The quarterly return for Q2 2020 stood at 2.83 percent, comprising 1.46 percent income returns and 1.37 percent capital appreciation.
There is still “considerable uncertainty” about the long-term impact of covid-19 on agriculture but macroeconomic fundamentals “remain strong” for now, goFARM Australia said in commentary on the index.
Improvement in seasonal conditions across Australia’s eastern seaboard had dramatically improved winter crop production prospects, while also increasing the confidence of livestock producers to rebuild herds, goFARM Australia said. Further rainfall would still be needed in coming weeks, particularly in Western Australia, for crops to reach their full potential.
“The drivers of farmland values are different from many other asset classes and, so far, the sector has largely avoided the economic fallout of covid-19,” goFARM Australia managing director Liam Lenaghan said.
“We are seeing widespread interest from institutional investors attracted to farmland’s defensive characteristics.
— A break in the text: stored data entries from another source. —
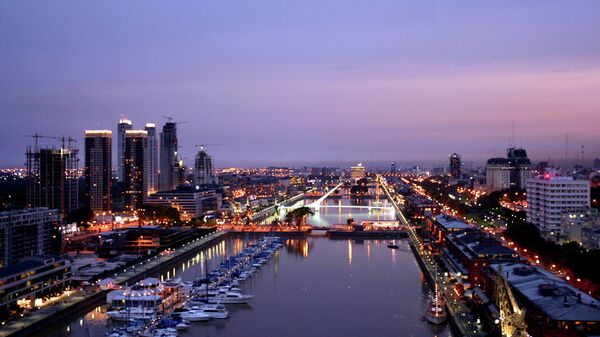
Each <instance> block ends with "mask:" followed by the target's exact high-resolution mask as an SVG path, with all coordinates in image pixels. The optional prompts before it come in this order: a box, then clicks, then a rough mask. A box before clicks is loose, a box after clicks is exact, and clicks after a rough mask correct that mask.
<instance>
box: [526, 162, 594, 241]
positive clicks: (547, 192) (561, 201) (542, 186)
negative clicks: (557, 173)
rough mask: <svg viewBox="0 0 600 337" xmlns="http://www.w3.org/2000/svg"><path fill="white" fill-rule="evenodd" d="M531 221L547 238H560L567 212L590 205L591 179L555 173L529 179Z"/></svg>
mask: <svg viewBox="0 0 600 337" xmlns="http://www.w3.org/2000/svg"><path fill="white" fill-rule="evenodd" d="M526 185H527V221H528V222H530V223H532V224H534V225H535V226H536V227H537V228H538V229H539V230H540V233H541V234H542V236H543V237H545V238H546V239H554V240H558V239H560V238H561V236H562V235H563V233H562V226H561V225H562V218H563V216H564V214H565V212H572V211H581V210H587V209H588V208H589V207H590V182H589V181H588V180H574V179H573V178H572V177H565V176H557V175H555V174H552V173H544V175H541V176H537V177H534V178H530V179H528V180H527V184H526Z"/></svg>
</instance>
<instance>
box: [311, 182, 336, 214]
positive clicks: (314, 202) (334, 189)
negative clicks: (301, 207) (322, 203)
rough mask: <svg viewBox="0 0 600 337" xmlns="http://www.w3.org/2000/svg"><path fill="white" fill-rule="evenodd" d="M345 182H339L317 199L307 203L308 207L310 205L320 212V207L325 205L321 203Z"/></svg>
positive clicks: (313, 208) (326, 198) (311, 206)
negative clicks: (319, 209)
mask: <svg viewBox="0 0 600 337" xmlns="http://www.w3.org/2000/svg"><path fill="white" fill-rule="evenodd" d="M343 184H344V183H339V184H337V185H336V186H335V187H334V188H332V189H330V190H329V191H328V192H327V193H325V194H324V195H323V196H322V197H320V198H319V199H317V200H316V201H314V202H312V203H310V204H308V205H306V207H310V208H312V209H314V210H315V212H318V211H319V209H320V208H321V207H323V206H321V203H323V201H324V200H325V199H327V197H329V196H330V195H331V194H333V192H335V191H336V190H337V189H338V188H340V187H341V186H342V185H343Z"/></svg>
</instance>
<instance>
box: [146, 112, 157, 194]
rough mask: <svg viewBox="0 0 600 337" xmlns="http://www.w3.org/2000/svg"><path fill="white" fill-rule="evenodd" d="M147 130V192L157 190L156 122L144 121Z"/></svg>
mask: <svg viewBox="0 0 600 337" xmlns="http://www.w3.org/2000/svg"><path fill="white" fill-rule="evenodd" d="M145 130H146V132H148V170H147V176H148V178H147V179H148V193H149V194H152V193H155V192H157V191H158V138H157V137H156V124H154V123H146V128H145Z"/></svg>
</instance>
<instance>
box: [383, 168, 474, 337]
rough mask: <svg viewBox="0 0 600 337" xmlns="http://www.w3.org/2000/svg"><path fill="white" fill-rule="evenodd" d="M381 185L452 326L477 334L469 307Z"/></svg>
mask: <svg viewBox="0 0 600 337" xmlns="http://www.w3.org/2000/svg"><path fill="white" fill-rule="evenodd" d="M379 178H380V177H379V176H378V178H377V179H379ZM381 187H382V188H383V191H384V193H385V195H386V196H387V198H388V199H389V200H390V202H391V203H392V205H393V206H394V208H395V209H396V214H397V217H398V220H400V221H401V222H402V223H403V224H404V225H407V226H406V227H407V233H408V238H409V239H410V243H409V245H410V248H411V250H412V252H413V254H414V256H415V258H416V260H417V263H418V264H419V266H420V267H421V270H422V271H423V274H424V276H425V280H426V281H427V283H429V285H430V286H432V287H433V286H434V285H435V284H436V283H437V285H438V288H439V289H440V290H441V294H442V297H443V298H444V303H445V305H446V309H447V310H448V318H449V321H450V323H451V326H452V328H453V329H454V330H455V332H457V333H459V334H460V335H461V336H466V337H471V336H473V337H475V336H479V333H478V328H477V324H476V322H475V320H474V319H473V316H472V315H471V313H470V311H469V308H467V306H466V305H465V303H464V302H463V301H461V300H460V299H457V298H456V295H455V294H454V293H453V291H452V285H451V284H450V282H449V280H448V279H447V278H446V277H445V276H444V275H440V273H439V272H438V271H437V267H436V262H435V260H434V258H433V256H431V255H430V254H428V253H427V252H425V251H423V249H422V247H423V242H422V241H421V239H420V238H419V236H418V235H417V233H416V231H415V228H414V226H411V225H410V224H409V223H408V221H407V219H406V217H405V216H404V214H403V213H402V211H401V209H400V207H399V206H398V204H397V203H396V202H395V201H394V198H392V195H391V193H390V191H389V190H388V188H387V185H386V184H385V183H383V184H381Z"/></svg>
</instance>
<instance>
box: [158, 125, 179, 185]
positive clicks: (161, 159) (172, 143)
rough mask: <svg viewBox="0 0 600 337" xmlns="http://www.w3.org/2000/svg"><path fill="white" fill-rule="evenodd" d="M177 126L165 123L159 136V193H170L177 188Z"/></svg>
mask: <svg viewBox="0 0 600 337" xmlns="http://www.w3.org/2000/svg"><path fill="white" fill-rule="evenodd" d="M177 151H178V143H177V124H176V123H173V122H167V123H165V125H164V126H163V130H162V132H161V134H160V175H159V179H158V181H159V186H158V189H159V190H160V191H170V190H173V189H175V187H177V180H178V179H177V175H176V174H174V173H177V172H178V170H179V166H180V165H179V158H178V155H177Z"/></svg>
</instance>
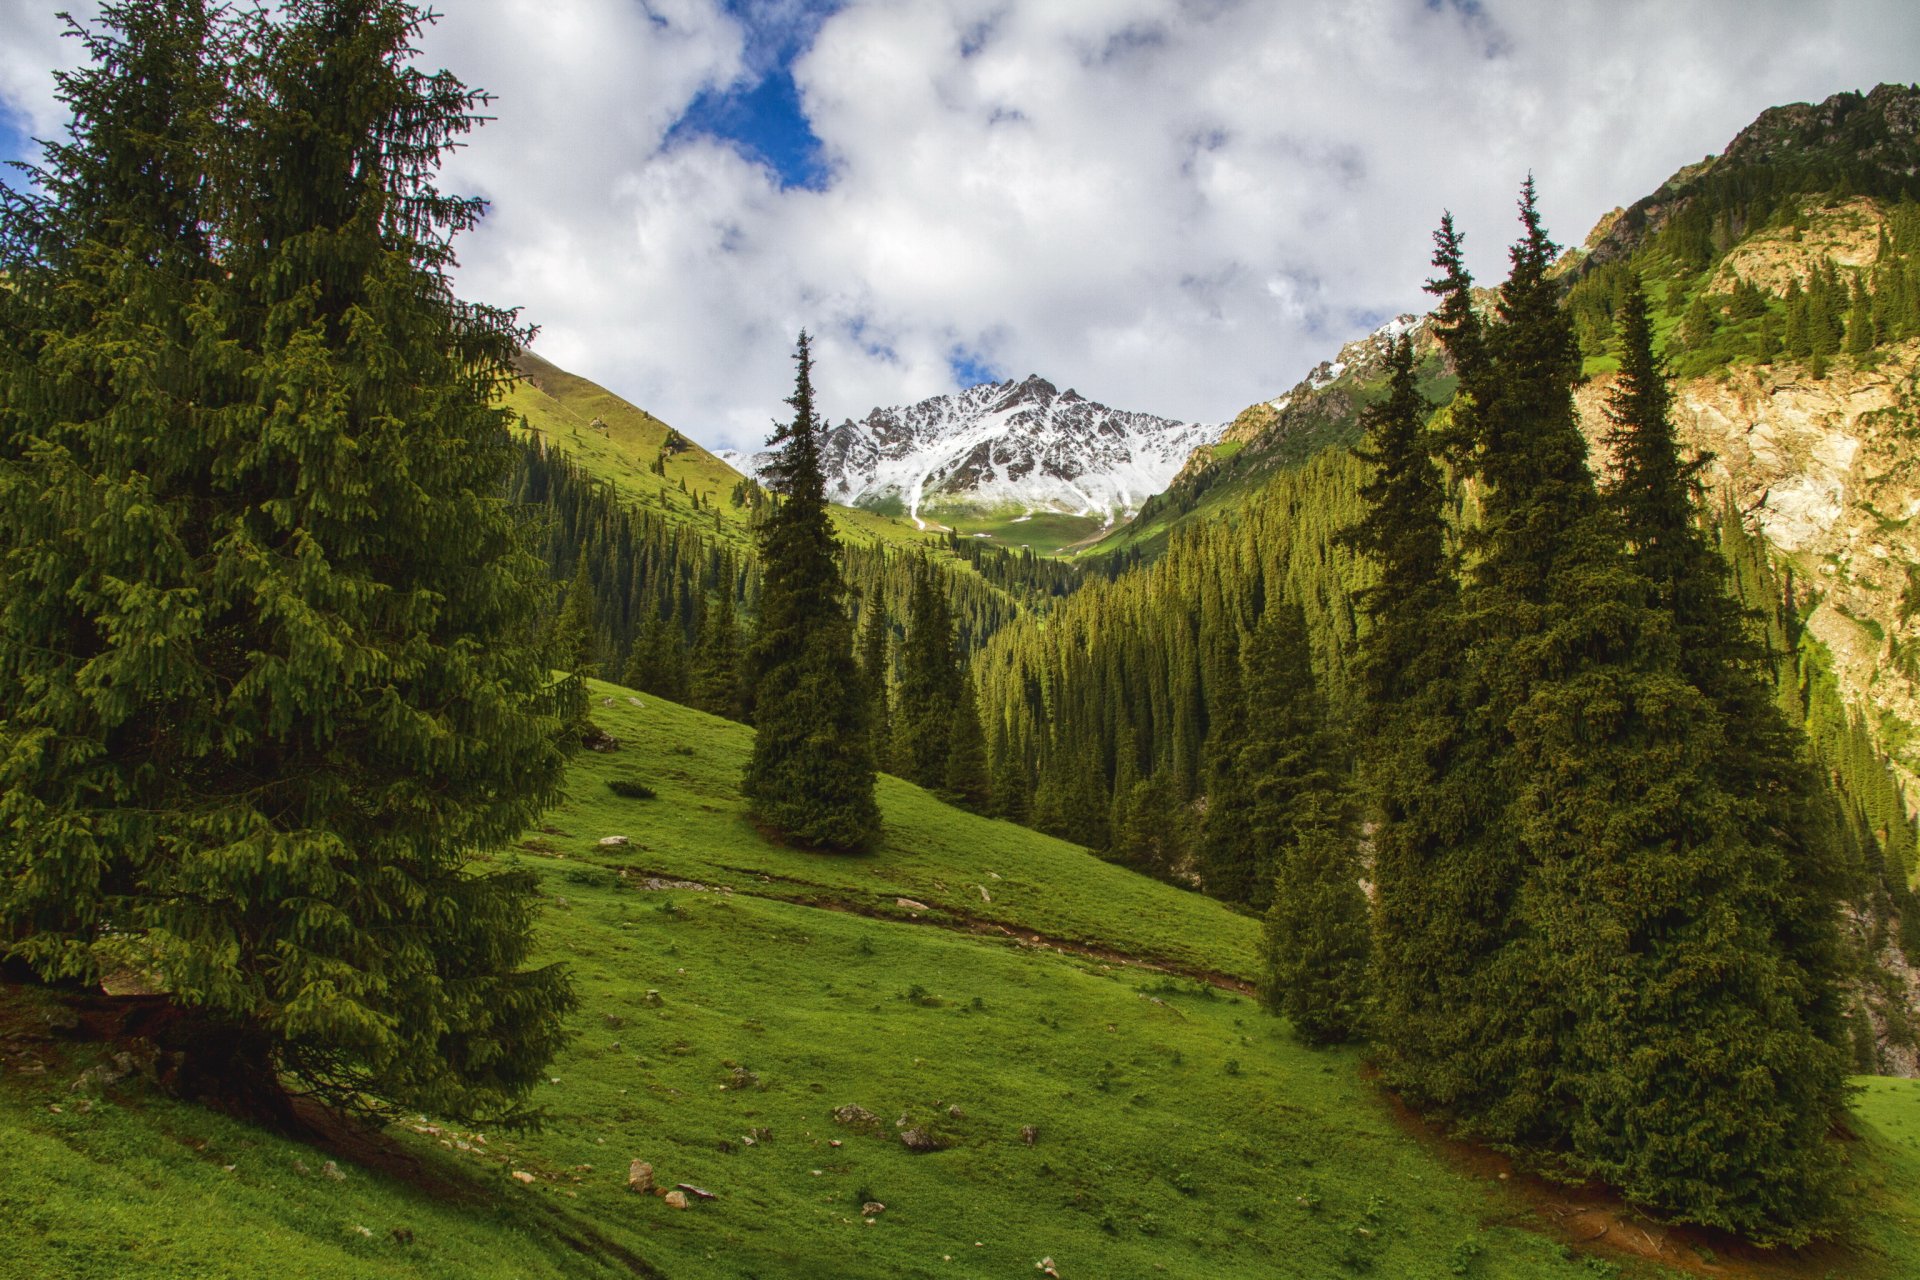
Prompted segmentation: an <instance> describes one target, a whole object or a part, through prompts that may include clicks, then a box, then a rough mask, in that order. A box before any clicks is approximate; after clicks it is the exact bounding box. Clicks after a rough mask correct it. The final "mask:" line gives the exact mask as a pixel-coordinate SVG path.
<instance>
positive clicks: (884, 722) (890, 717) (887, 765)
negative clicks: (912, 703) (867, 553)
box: [860, 580, 893, 770]
mask: <svg viewBox="0 0 1920 1280" xmlns="http://www.w3.org/2000/svg"><path fill="white" fill-rule="evenodd" d="M860 614H862V620H860V679H862V681H866V683H864V687H866V714H868V723H870V725H872V731H870V735H872V741H874V768H877V770H885V768H889V766H891V760H893V708H891V699H889V693H887V685H889V664H887V656H889V651H891V649H893V643H891V641H893V628H891V626H889V624H887V604H885V599H883V597H881V589H879V581H877V580H876V581H874V585H872V587H868V593H866V606H864V608H862V610H860Z"/></svg>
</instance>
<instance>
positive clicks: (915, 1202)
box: [0, 685, 1920, 1280]
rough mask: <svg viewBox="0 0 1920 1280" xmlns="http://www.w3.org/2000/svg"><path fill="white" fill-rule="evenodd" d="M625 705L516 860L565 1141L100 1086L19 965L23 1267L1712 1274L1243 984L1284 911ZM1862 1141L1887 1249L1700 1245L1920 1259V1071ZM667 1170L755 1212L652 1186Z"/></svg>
mask: <svg viewBox="0 0 1920 1280" xmlns="http://www.w3.org/2000/svg"><path fill="white" fill-rule="evenodd" d="M593 718H595V722H597V723H599V725H603V727H605V729H609V731H611V733H612V735H616V737H618V739H620V748H618V750H616V752H611V754H582V756H580V758H578V760H576V764H574V770H572V779H570V798H568V802H566V804H563V806H561V808H559V810H555V812H553V814H549V816H547V819H545V821H543V823H541V829H540V831H532V833H528V837H526V841H524V844H522V846H520V848H516V850H513V852H505V854H499V856H497V862H511V864H515V865H522V867H530V869H534V871H536V873H538V877H540V883H541V890H543V896H545V900H547V904H545V913H543V923H541V929H540V940H541V958H543V960H553V961H563V963H566V965H570V969H572V973H574V977H576V983H578V988H580V996H582V1009H580V1013H578V1015H576V1021H574V1027H576V1038H574V1042H572V1044H570V1048H568V1050H566V1052H564V1054H563V1055H561V1057H559V1061H555V1065H553V1067H551V1073H549V1082H547V1084H543V1086H541V1088H540V1092H538V1102H540V1103H541V1105H543V1109H545V1115H547V1121H545V1126H543V1128H541V1130H540V1132H522V1134H499V1132H484V1134H472V1132H467V1130H461V1128H455V1126H445V1125H442V1123H438V1121H434V1119H432V1117H419V1119H415V1121H409V1123H401V1125H396V1126H394V1128H392V1130H390V1132H388V1138H386V1148H384V1155H382V1157H380V1159H378V1161H374V1165H376V1167H369V1165H365V1163H359V1161H355V1159H351V1157H349V1155H351V1153H328V1151H319V1150H313V1148H309V1146H303V1144H296V1142H288V1140H280V1138H275V1136H269V1134H263V1132H261V1130H257V1128H252V1126H246V1125H240V1123H236V1121H230V1119H225V1117H219V1115H213V1113H207V1111H204V1109H200V1107H192V1105H184V1103H179V1102H171V1100H165V1098H159V1096H157V1094H154V1092H152V1090H148V1088H144V1086H140V1084H138V1082H136V1080H129V1082H125V1084H119V1086H109V1088H104V1090H94V1088H81V1090H73V1088H71V1082H73V1080H75V1077H77V1075H79V1073H81V1071H83V1069H84V1067H86V1065H88V1063H90V1061H94V1059H96V1057H98V1055H100V1052H102V1050H100V1048H98V1046H84V1044H65V1042H61V1040H58V1036H54V1038H50V1036H48V1034H46V1031H44V1029H46V1015H44V1007H42V1006H40V1004H36V1002H35V1000H33V998H31V996H29V994H23V992H19V990H12V992H10V996H8V1004H6V1017H4V1021H0V1055H4V1059H6V1061H4V1063H0V1065H4V1071H0V1144H4V1150H6V1153H8V1155H6V1161H8V1176H6V1178H4V1180H0V1217H4V1221H6V1222H10V1224H12V1232H10V1247H8V1249H6V1251H4V1253H0V1276H8V1278H12V1276H21V1278H25V1276H35V1278H40V1276H48V1278H52V1276H84V1278H94V1276H98V1278H106V1276H115V1278H119V1276H182V1278H184V1276H194V1278H200V1276H482V1278H492V1276H501V1278H505V1276H528V1278H534V1276H540V1278H543V1276H614V1274H664V1276H672V1278H676V1280H680V1278H689V1280H697V1278H703V1276H712V1278H749V1276H760V1278H774V1276H806V1278H810V1276H887V1278H899V1276H1031V1274H1043V1272H1039V1270H1037V1265H1041V1263H1043V1261H1044V1259H1050V1261H1052V1267H1054V1268H1056V1270H1058V1274H1060V1276H1066V1278H1089V1280H1091V1278H1102V1280H1104V1278H1127V1276H1142V1278H1150V1276H1181V1278H1212V1276H1308V1278H1319V1276H1329V1278H1338V1276H1356V1274H1373V1276H1394V1278H1402V1276H1405V1278H1413V1280H1425V1278H1428V1276H1430V1278H1436V1280H1438V1278H1442V1276H1482V1278H1513V1280H1574V1278H1582V1280H1592V1278H1594V1276H1674V1274H1684V1272H1682V1270H1674V1268H1668V1267H1665V1265H1657V1263H1651V1261H1645V1259H1636V1257H1632V1255H1619V1253H1584V1251H1580V1249H1578V1247H1572V1244H1569V1240H1571V1232H1565V1230H1563V1232H1559V1234H1549V1232H1548V1226H1549V1224H1551V1219H1553V1215H1551V1213H1546V1215H1544V1213H1542V1207H1540V1192H1538V1188H1536V1190H1532V1192H1530V1190H1524V1188H1523V1186H1521V1184H1523V1182H1524V1180H1503V1178H1500V1174H1498V1173H1496V1165H1494V1163H1490V1161H1486V1159H1469V1157H1463V1155H1461V1151H1457V1150H1452V1148H1448V1146H1444V1144H1440V1142H1436V1140H1434V1138H1430V1136H1423V1134H1419V1132H1415V1130H1413V1128H1411V1126H1409V1125H1407V1123H1404V1121H1402V1119H1400V1117H1396V1113H1394V1111H1392V1107H1390V1103H1388V1102H1386V1098H1384V1096H1382V1094H1380V1092H1379V1090H1377V1088H1375V1086H1371V1084H1369V1082H1367V1079H1365V1073H1363V1063H1361V1057H1359V1054H1357V1052H1350V1050H1334V1052H1313V1050H1306V1048H1300V1046H1298V1044H1294V1040H1292V1038H1290V1034H1288V1031H1286V1025H1284V1023H1283V1021H1279V1019H1275V1017H1269V1015H1265V1013H1261V1011H1260V1007H1258V1006H1256V1004H1254V1002H1252V1000H1250V998H1246V996H1244V994H1240V992H1238V990H1235V983H1236V981H1244V979H1248V977H1250V975H1252V971H1254V965H1256V935H1258V925H1256V921H1252V919H1248V917H1244V915H1238V913H1233V912H1229V910H1225V908H1221V906H1219V904H1213V902H1210V900H1206V898H1200V896H1196V894H1188V892H1183V890H1179V889H1171V887H1165V885H1160V883H1154V881H1148V879H1142V877H1139V875H1133V873H1129V871H1123V869H1119V867H1114V865H1108V864H1104V862H1100V860H1096V858H1092V856H1089V854H1087V852H1085V850H1079V848H1075V846H1071V844H1066V842H1060V841H1052V839H1048V837H1043V835H1037V833H1031V831H1025V829H1021V827H1016V825H1010V823H1002V821H993V819H983V818H973V816H968V814H960V812H956V810H952V808H947V806H943V804H941V802H937V800H935V798H933V796H929V794H925V793H922V791H920V789H916V787H910V785H906V783H900V781H897V779H891V777H883V779H881V806H883V810H885V816H887V841H885V844H883V846H881V848H879V850H876V852H874V854H870V856H862V858H845V856H820V854H806V852H799V850H789V848H781V846H778V844H772V842H768V841H766V839H764V837H762V835H760V833H758V831H756V829H755V827H753V825H751V821H749V819H747V816H745V810H743V806H741V800H739V796H737V789H735V781H737V777H739V770H741V766H743V760H745V752H747V748H749V745H751V737H749V731H747V729H745V727H741V725H733V723H728V722H722V720H714V718H710V716H703V714H699V712H693V710H685V708H680V706H674V704H668V702H662V700H659V699H653V697H636V695H630V693H628V691H624V689H618V687H612V685H595V687H593ZM611 779H632V781H641V783H647V785H649V787H653V789H655V791H657V793H659V794H657V798H651V800H628V798H620V796H616V794H614V793H612V791H611V789H609V787H607V783H609V781H611ZM607 837H626V841H628V842H626V844H607V846H603V844H601V841H603V839H607ZM902 900H904V902H902ZM1194 975H1212V981H1200V979H1196V977H1194ZM649 992H651V994H649ZM36 1029H38V1031H36ZM36 1063H38V1065H42V1067H44V1069H35V1065H36ZM845 1105H858V1107H864V1109H866V1111H870V1113H872V1115H874V1117H876V1123H874V1126H872V1128H870V1130H862V1128H854V1126H845V1125H837V1123H835V1121H833V1115H831V1113H833V1111H835V1109H837V1107H845ZM902 1123H904V1126H906V1128H922V1130H927V1132H929V1134H933V1136H935V1138H937V1142H941V1144H943V1146H945V1150H939V1151H931V1153H912V1151H908V1148H906V1146H904V1144H902V1142H900V1132H902ZM1023 1126H1031V1128H1033V1130H1035V1134H1033V1142H1031V1144H1029V1142H1027V1140H1025V1138H1023V1132H1021V1130H1023ZM1855 1128H1857V1134H1859V1140H1857V1142H1853V1144H1851V1150H1853V1153H1855V1169H1857V1174H1859V1178H1860V1186H1859V1188H1857V1201H1859V1205H1860V1219H1859V1228H1857V1240H1855V1242H1853V1244H1851V1245H1849V1247H1847V1249H1832V1247H1830V1249H1826V1251H1814V1253H1809V1255H1805V1257H1784V1259H1774V1261H1772V1263H1763V1265H1749V1263H1747V1261H1743V1255H1738V1251H1734V1253H1728V1251H1726V1249H1722V1253H1724V1257H1722V1253H1715V1251H1713V1249H1711V1247H1707V1245H1697V1244H1686V1242H1684V1240H1682V1238H1680V1236H1672V1240H1670V1242H1668V1261H1674V1263H1684V1265H1686V1268H1688V1270H1690V1272H1692V1274H1766V1276H1774V1274H1778V1276H1822V1274H1836V1276H1849V1278H1853V1276H1860V1278H1866V1280H1895V1278H1897V1276H1912V1274H1920V1245H1916V1244H1914V1242H1916V1238H1920V1232H1916V1226H1920V1190H1916V1188H1920V1084H1916V1082H1912V1080H1872V1082H1866V1088H1864V1092H1862V1096H1860V1105H1859V1117H1857V1125H1855ZM328 1159H334V1161H336V1171H334V1173H338V1174H340V1176H332V1174H330V1173H328V1171H326V1167H324V1163H326V1161H328ZM632 1159H645V1161H649V1163H651V1165H653V1167H655V1173H657V1178H659V1180H660V1182H662V1184H664V1186H674V1184H676V1182H687V1184H693V1186H699V1188H703V1190H707V1192H712V1196H714V1199H710V1201H708V1199H695V1201H693V1203H691V1207H687V1209H672V1207H668V1205H666V1201H664V1199H660V1197H655V1196H639V1194H634V1192H630V1190H628V1188H626V1174H628V1161H632ZM1567 1194H1569V1196H1571V1194H1572V1192H1567ZM868 1203H883V1205H885V1209H883V1211H876V1213H864V1211H862V1209H864V1205H868ZM1647 1228H1649V1230H1651V1232H1659V1228H1657V1226H1651V1224H1647ZM1622 1230H1624V1228H1622ZM396 1232H397V1234H396ZM1663 1240H1665V1236H1663ZM1707 1259H1713V1261H1711V1263H1709V1261H1707Z"/></svg>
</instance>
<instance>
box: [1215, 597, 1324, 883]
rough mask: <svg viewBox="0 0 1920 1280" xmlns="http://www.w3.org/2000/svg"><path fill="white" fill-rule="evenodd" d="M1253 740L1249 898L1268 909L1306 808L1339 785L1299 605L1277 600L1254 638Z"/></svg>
mask: <svg viewBox="0 0 1920 1280" xmlns="http://www.w3.org/2000/svg"><path fill="white" fill-rule="evenodd" d="M1244 681H1246V739H1244V745H1242V747H1240V758H1238V770H1240V773H1242V775H1244V779H1246V789H1248V806H1246V829H1248V848H1250V854H1252V885H1250V890H1248V896H1246V898H1244V900H1246V902H1248V904H1250V906H1256V908H1260V910H1265V908H1267V906H1269V904H1271V902H1273V877H1275V871H1277V869H1279V865H1281V862H1283V860H1284V858H1286V852H1288V850H1290V848H1292V844H1294V839H1296V835H1298V827H1300V808H1302V806H1304V804H1309V796H1311V794H1319V793H1327V791H1329V789H1332V787H1334V770H1336V768H1338V754H1340V752H1338V748H1336V745H1334V741H1332V733H1331V731H1329V727H1327V708H1325V700H1323V699H1321V695H1319V689H1317V685H1315V681H1313V670H1311V666H1309V664H1308V635H1306V616H1304V614H1302V610H1300V606H1298V604H1292V603H1284V604H1283V603H1271V604H1267V612H1265V614H1263V616H1261V618H1260V624H1258V626H1256V628H1254V633H1252V635H1250V637H1248V645H1246V660H1244Z"/></svg>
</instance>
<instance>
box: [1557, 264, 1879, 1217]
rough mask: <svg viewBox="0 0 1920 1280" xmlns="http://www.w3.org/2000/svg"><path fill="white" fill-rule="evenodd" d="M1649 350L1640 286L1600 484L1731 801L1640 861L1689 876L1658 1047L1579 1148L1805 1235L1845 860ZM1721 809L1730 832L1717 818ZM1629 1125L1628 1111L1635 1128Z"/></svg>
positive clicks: (1726, 794) (1635, 1187)
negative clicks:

Many investors also recognize the considerable upside in returns that can be achieved from transformational investments in underutilized and undercapitalized assets.
“Over the coming year the sustained growth in farmland values may be challenged by the headwinds of slowing global economic growth and rising trade tensions. Nevertheless, the agricultural sector has a strong track record of delivering competitive returns during periods of wider market volatility, with investments in farmland providing an excellent natural hedge against inflation and uncorrelated returns to other asset classes. The long-term outlook for Australian agriculture remains very positive.”
The Australian Farmland Index will switch management to Hong Kong’s ANREV, from US-based NCREIF, for the September 2020 quarter.
The index covers 40 properties worth more than A$979 million ($701 million; €598 million), of which around 69 percent are permanent horticultural crops. The balance of properties in the index are annual farmland enterprises including grains, oilseeds, pulses and livestock.
Contributors to the index include Argyle Capital Group, Aware Super, goFARM Australia, Gunn Agri Partners, Hancock Agricultural Investment Group, Laguna Bay Pastoral Company and Rural Funds Management.